0
votes

I'm new to Haskell. Following list comprehension dose not work good. ghci stop it's output. (after type '7', ghci stop long long time.)

Prelude Data.Numbers.Primes> [x | x <- primes, x <= 10]
Loading package array-0.4.0.1 ... linking ... done.
Loading package deepseq-1.3.0.1 ... linking ... done.
Loading package old-locale-1.0.0.5 ... linking ... done.
Loading package time-1.4.0.1 ... linking ... done.
Loading package random-1.0.1.1 ... linking ... done.
Loading package Numbers-0.2.1 ... linking ... done.
[2,3,5,7^Z
[2]+  Stopped                 ghci

Why ghci stop its working and how can I fix it? Thank you.

2
Could we see your main code(the "primes" function and others)?Steven Dobay
@StevenDobay Data.Numbers.Primes is from the primes package, not his code.Carl
@StevenDobay Yes. "primes" is not my code. Thank you.shaegis
@Wes I read "Generati~" but I can't fix why ghci can't work.

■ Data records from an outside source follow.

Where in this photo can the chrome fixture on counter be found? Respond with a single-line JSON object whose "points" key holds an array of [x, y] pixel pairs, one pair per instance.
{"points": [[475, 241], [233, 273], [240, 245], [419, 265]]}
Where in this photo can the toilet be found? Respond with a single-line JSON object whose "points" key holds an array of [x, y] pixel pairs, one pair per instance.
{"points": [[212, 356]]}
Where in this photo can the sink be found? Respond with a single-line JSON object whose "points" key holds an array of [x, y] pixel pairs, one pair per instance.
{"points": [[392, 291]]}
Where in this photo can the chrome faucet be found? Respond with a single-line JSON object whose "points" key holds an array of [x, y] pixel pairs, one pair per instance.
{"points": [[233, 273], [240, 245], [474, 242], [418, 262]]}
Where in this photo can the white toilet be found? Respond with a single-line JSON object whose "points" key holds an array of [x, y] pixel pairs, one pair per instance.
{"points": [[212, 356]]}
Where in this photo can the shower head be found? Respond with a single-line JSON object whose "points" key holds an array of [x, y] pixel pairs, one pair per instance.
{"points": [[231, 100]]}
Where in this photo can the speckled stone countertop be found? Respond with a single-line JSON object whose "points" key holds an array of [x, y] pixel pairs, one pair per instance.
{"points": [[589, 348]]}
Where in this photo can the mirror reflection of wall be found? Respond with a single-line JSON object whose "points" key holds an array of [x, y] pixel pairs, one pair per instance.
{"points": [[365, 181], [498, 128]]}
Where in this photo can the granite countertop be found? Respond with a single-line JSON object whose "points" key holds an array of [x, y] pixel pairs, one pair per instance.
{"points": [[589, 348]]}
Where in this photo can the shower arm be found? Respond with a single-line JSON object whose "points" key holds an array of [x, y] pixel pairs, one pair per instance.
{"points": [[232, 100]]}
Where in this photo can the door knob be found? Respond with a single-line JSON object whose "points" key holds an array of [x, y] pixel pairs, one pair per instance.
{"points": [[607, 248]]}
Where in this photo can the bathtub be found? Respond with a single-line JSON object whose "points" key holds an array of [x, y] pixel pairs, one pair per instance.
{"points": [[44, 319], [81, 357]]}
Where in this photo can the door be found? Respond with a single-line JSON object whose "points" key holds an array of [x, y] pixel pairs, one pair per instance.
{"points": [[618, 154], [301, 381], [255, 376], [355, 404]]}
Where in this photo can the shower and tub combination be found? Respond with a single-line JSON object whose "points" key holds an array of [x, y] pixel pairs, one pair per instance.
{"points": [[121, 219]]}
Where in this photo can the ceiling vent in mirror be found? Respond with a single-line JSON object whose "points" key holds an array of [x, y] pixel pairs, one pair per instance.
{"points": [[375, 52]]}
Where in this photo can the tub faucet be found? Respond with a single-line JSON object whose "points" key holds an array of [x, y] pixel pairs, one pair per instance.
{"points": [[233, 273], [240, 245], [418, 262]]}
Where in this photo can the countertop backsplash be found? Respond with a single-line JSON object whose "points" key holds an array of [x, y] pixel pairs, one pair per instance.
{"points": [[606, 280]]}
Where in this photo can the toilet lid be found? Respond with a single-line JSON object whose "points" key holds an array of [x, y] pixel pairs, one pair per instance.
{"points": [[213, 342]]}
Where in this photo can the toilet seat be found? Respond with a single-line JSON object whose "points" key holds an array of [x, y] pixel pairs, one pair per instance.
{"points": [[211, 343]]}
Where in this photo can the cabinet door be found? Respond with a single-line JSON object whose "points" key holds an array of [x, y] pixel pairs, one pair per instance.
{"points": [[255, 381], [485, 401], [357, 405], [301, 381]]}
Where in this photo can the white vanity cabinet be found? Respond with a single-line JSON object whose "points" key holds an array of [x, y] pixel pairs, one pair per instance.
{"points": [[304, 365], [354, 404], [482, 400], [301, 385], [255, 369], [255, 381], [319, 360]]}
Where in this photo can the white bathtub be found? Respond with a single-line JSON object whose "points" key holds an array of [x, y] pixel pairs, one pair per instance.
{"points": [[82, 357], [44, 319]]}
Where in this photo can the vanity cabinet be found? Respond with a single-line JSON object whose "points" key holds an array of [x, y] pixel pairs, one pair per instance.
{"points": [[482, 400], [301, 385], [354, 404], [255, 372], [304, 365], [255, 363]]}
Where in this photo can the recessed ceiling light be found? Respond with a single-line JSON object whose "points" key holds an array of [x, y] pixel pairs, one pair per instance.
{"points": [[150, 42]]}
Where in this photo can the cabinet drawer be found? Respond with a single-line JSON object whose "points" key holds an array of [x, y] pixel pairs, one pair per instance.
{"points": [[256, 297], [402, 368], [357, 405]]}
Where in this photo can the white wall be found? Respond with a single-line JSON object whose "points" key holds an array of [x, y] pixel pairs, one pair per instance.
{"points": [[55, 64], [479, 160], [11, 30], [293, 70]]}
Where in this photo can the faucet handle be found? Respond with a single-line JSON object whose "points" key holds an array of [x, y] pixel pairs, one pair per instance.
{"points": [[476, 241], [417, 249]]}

Maybe I'm new to Haskell, so I can't understand that code. Sorry.shaegis
@shaegis yeah sorry it isn't an exact duplicate, that was my mistakeWes

2 Answers

5
votes

Assuming primes contains all primes (and therefore it is an infinite list), the list comprehension won't terminated if you try to evaluate the list past the value 7. Since

[x | x <- primes, x <= 10]

is essentially the same as

filter (<= 10) primes

you would filter all primes whether they are lesser or equal to ten. However, you know that the primes are ordered, so you can take primes, as long as they are lesser than ten:

takeWhile (<= 10) primes
2
votes

The problem is that GHCi can't know that your list of primes is ordered. Maybe after 1000000000000000 elements of primes, there comes some element that is smaller than 10, so it must be still included in the ouput? That's why ghci only prints the first elements of the result ([2,3,4,7), but not the whole result. If you only want those, you can use takeWhile, which stops after it encounters a number that doesn't match the predicate:

> takeWhile (<= 10) primes
[2,3,5,7] -- takeWhile stops after it encounters 7, because the predicate becomes false

> filter (<= 10) primes
[2,3,5,7  -- filter cannot stop, because there might still be a number later in the list that satisfies the predicate. This is what the list comprehension does.